10 Challenges an INTJ faces 

When dealing with people, INTJs can get somewhat frustrated at the slower, unnecessarily methodical methods of others, which they simply consider inefficient and hence, dumb. As such, poor INTJs have such a hard time living in this world where majority of people are quite beyond saving.

Here is a list of 10 challenges an INTJ faces, when dealing with lesser beings like the rest of us:

1. Having to pretend to suddenly 'get it' when others finish explaining a “new” idea. You when you've already gotten it like... 10 years ago.

2. Needing you to justify every single action you take because it appears so radical. "You know what... this is the right way. It’ll take too long to explain why, but I know that I know this is the right way."

3. Needing to pretend to enjoy shallow conversations. “What a waste of time and energy talking, without talking about anything. I’ll never join this group for drinks again.”

4. Trying to be gentle and nice because you're getting flak for being too serious and intense. *fake warm smile.*

5. Accidentally showing your evil side when you let your guard down. Oops.. you're not supposed to see that side.

6. Slowing down to wait for lesser mortals. It’s like a mental double back after you’ve already reached a destination… Every. Single. Day. “How do these people survive living life at this speed?”

7.  Team work is a drag because it basically means working with incompetent people all the time (i.e. the remaining 95% of the population of Earth)

8. Needing to sit through a brainstorming session. “Bravo! After 2 hours of brainstorming, you’ve finally understood what I tried explaining in my email last week!” (Now you see what I mean about the daily double back?)

9. Having an amazingly creative mind full of possibilities, yet seeing the need to slow down in order to justify everything. “I better not share this idea; it’s not worth the effort having to explain it later.”

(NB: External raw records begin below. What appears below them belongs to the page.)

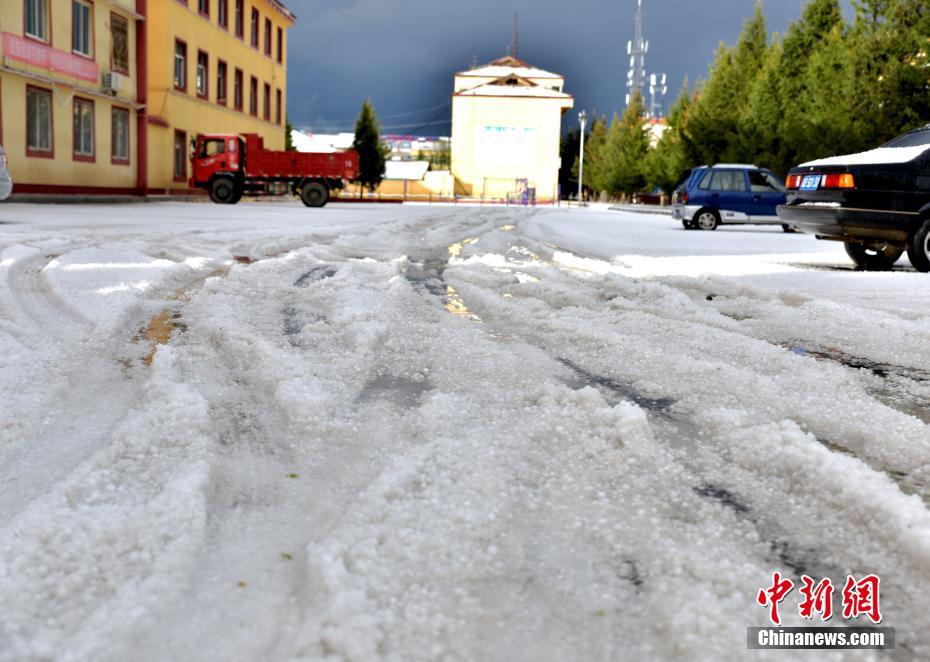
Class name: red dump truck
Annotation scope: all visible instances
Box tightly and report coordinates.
[190,133,358,207]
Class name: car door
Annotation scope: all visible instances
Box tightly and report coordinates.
[709,168,751,223]
[747,170,785,223]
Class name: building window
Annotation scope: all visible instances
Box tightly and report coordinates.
[26,87,54,158]
[236,0,245,39]
[262,83,271,122]
[216,60,226,106]
[74,97,94,161]
[71,0,94,57]
[249,76,258,117]
[252,8,260,48]
[197,51,210,99]
[233,69,242,110]
[25,0,48,41]
[110,13,129,74]
[174,39,187,91]
[110,108,129,164]
[174,131,187,182]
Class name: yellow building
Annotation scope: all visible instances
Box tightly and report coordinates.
[0,0,144,193]
[0,0,295,195]
[452,56,574,202]
[144,0,296,194]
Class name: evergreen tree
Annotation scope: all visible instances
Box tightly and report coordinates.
[572,115,608,195]
[559,127,587,198]
[352,99,388,192]
[604,92,649,196]
[684,3,767,163]
[739,41,791,174]
[643,78,691,194]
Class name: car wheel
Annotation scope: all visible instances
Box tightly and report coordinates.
[691,207,720,235]
[846,241,904,271]
[210,177,236,205]
[907,219,930,273]
[300,182,329,207]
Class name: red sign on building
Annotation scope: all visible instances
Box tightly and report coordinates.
[3,32,100,83]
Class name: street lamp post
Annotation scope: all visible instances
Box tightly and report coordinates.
[578,110,588,207]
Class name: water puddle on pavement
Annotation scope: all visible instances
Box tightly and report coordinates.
[443,284,483,322]
[137,264,236,366]
[140,309,187,366]
[448,237,481,257]
[778,342,930,424]
[355,375,433,409]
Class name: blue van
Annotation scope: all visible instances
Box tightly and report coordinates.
[672,163,793,232]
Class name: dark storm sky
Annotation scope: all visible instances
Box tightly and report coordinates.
[285,0,849,135]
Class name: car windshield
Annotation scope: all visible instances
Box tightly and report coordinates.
[882,129,930,147]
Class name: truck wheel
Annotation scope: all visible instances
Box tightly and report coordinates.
[907,219,930,273]
[691,207,720,230]
[846,241,904,271]
[210,177,236,205]
[300,182,329,207]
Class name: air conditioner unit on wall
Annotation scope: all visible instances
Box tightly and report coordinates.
[103,71,123,96]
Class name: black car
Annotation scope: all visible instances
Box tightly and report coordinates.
[778,124,930,272]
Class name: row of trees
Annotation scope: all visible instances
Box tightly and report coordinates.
[560,0,930,197]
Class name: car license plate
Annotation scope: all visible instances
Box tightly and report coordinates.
[801,175,821,191]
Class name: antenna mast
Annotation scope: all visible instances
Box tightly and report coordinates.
[510,13,520,59]
[626,0,649,105]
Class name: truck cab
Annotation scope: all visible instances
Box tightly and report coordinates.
[190,133,244,188]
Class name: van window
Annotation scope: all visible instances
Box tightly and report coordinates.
[701,170,746,192]
[749,170,785,193]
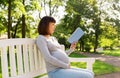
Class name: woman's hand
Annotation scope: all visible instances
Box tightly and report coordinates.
[70,42,77,50]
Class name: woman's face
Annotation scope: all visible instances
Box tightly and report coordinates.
[48,22,55,34]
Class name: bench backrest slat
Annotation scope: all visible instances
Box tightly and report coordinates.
[0,47,8,78]
[0,38,46,78]
[9,45,16,76]
[23,44,29,73]
[16,45,23,75]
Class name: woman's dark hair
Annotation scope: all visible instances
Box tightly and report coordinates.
[38,16,56,35]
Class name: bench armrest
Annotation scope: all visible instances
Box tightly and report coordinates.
[69,57,95,71]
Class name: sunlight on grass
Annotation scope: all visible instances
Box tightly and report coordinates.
[102,49,120,57]
[71,53,120,75]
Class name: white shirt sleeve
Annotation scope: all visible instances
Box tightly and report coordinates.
[36,37,69,68]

10. Constant self-criticism for falling short of perfection. The one person that an INTJ expects most from is himself/herself. This may well be the single greatest challenge an INTJ faces (especially as they mature and realize the importance of building good relationships, where they are least natural). Unless an INTJ finds his/her self-worth intrinsically, this perpetual sense of inadequacy may be very destructive in life, whether for the INTJ or for those around them.